Identifying Yukon’s talent advantage

Green forested hills, snowcapped mountains and clouds at Lake Laberge, Yukon Territory, Canada are mirrored on water surface on beautiful summer day

Like many communities and countries around the world, the Yukon government has recognized its people as one of its most valuable resources. The ability of local businesses to access talent as and when it’s needed is a significant contributor to Yukon’s competitive positioning and economic sustainability. To build a robust labour market, Yukon needed an accurate understanding of the labour supply available and its alignment to local labour demand.

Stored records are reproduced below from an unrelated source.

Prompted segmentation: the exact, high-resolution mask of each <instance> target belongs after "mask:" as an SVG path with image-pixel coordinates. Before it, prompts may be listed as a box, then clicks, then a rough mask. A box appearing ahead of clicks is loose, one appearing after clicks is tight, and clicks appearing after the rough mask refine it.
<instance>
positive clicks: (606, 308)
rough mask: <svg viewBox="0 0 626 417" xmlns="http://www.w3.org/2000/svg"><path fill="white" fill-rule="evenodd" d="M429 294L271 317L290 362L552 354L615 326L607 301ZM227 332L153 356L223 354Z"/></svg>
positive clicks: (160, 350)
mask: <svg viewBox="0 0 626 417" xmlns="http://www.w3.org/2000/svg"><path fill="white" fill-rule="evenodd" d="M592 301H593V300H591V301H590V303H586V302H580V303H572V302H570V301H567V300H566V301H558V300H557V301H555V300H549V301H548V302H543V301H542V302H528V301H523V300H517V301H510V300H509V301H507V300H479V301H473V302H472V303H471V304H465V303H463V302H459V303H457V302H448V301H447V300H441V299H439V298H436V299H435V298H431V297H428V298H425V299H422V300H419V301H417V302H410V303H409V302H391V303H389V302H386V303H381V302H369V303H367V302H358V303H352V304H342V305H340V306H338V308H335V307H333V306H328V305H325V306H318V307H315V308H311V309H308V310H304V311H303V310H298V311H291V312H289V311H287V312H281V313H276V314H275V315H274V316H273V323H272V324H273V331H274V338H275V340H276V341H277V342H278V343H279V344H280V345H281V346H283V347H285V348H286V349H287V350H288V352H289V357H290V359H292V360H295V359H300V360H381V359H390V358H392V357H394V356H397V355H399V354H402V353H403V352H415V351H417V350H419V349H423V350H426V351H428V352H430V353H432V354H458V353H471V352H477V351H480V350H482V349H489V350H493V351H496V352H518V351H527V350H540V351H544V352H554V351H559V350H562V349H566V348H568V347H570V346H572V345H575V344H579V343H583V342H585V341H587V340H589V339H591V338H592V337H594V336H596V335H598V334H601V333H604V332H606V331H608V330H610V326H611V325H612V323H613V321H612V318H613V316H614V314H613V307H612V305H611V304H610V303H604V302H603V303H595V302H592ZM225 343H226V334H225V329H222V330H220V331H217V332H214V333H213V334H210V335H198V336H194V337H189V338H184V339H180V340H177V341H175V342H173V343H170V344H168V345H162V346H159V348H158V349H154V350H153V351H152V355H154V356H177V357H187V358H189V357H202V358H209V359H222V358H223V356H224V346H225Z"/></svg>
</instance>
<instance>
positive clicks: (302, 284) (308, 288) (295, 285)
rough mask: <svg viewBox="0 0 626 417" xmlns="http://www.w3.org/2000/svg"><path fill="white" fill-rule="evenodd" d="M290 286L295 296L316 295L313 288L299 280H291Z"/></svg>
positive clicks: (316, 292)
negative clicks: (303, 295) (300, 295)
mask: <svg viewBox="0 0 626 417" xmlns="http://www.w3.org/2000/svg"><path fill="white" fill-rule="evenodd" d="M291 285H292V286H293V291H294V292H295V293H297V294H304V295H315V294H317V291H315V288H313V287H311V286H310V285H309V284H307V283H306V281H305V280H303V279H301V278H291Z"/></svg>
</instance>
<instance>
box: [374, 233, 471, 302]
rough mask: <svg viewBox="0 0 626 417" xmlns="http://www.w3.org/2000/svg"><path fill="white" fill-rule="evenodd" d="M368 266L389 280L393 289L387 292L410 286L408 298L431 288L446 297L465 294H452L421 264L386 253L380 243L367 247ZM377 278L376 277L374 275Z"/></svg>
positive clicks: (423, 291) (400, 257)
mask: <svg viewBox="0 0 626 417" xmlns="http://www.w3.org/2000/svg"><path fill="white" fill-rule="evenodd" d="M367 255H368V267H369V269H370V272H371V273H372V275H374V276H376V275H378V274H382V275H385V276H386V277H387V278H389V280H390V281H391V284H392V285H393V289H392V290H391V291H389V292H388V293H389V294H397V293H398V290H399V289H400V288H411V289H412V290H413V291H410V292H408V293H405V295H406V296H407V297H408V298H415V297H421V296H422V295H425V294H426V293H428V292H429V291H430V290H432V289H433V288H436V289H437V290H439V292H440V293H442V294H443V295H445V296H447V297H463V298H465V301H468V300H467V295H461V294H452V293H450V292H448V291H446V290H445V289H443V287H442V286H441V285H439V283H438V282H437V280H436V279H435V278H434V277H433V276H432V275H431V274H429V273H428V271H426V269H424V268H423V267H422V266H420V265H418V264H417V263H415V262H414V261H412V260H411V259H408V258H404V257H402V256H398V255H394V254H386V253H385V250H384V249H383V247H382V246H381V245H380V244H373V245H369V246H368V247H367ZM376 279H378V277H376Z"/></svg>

In June 2012, we worked with Michael Pealow Consulting to create a strategic work plan for the Yukon Labour Market Framework. The Framework is built on four key pillars: a Labour Demand Study, a Labour Supply Study, a Migration Study and an LMI Needs Study. In 2014, the Government of Yukon contracted us to build on the work done in 2012 by undertaking a Labour Supply Study and a Migration Study.

A clear view of Yukon’s talent supply and demand

To develop the Labour Supply Study and the Migration Study, we conducted a thorough analysis of the local labour supply based on quantitative data and qualitative input from local stakeholders (government, Chambers, business groups, and employment support organizations), key informants (business leaders, Aboriginal leaders, and not-for-profit intermediaries), labour force participants, and those preparing or planning for entrance into the labour market. We also completed a comprehensive assessment of the migration patterns related to the Yukon labour market, gaining a better understanding of where talent was being drawn from. This study also examined the geographic regions Yukon talent was relocating to.

The Yukon Labour Market Supply and Migration Study provides a greater understanding of Yukon’s labour supply and demand and the level of alignment within the territory. This understanding is further informing secondary and post-secondary programming, development of training and professional development opportunities, policy and program design, career pathways, and other initiatives to tackle challenge areas and gaps.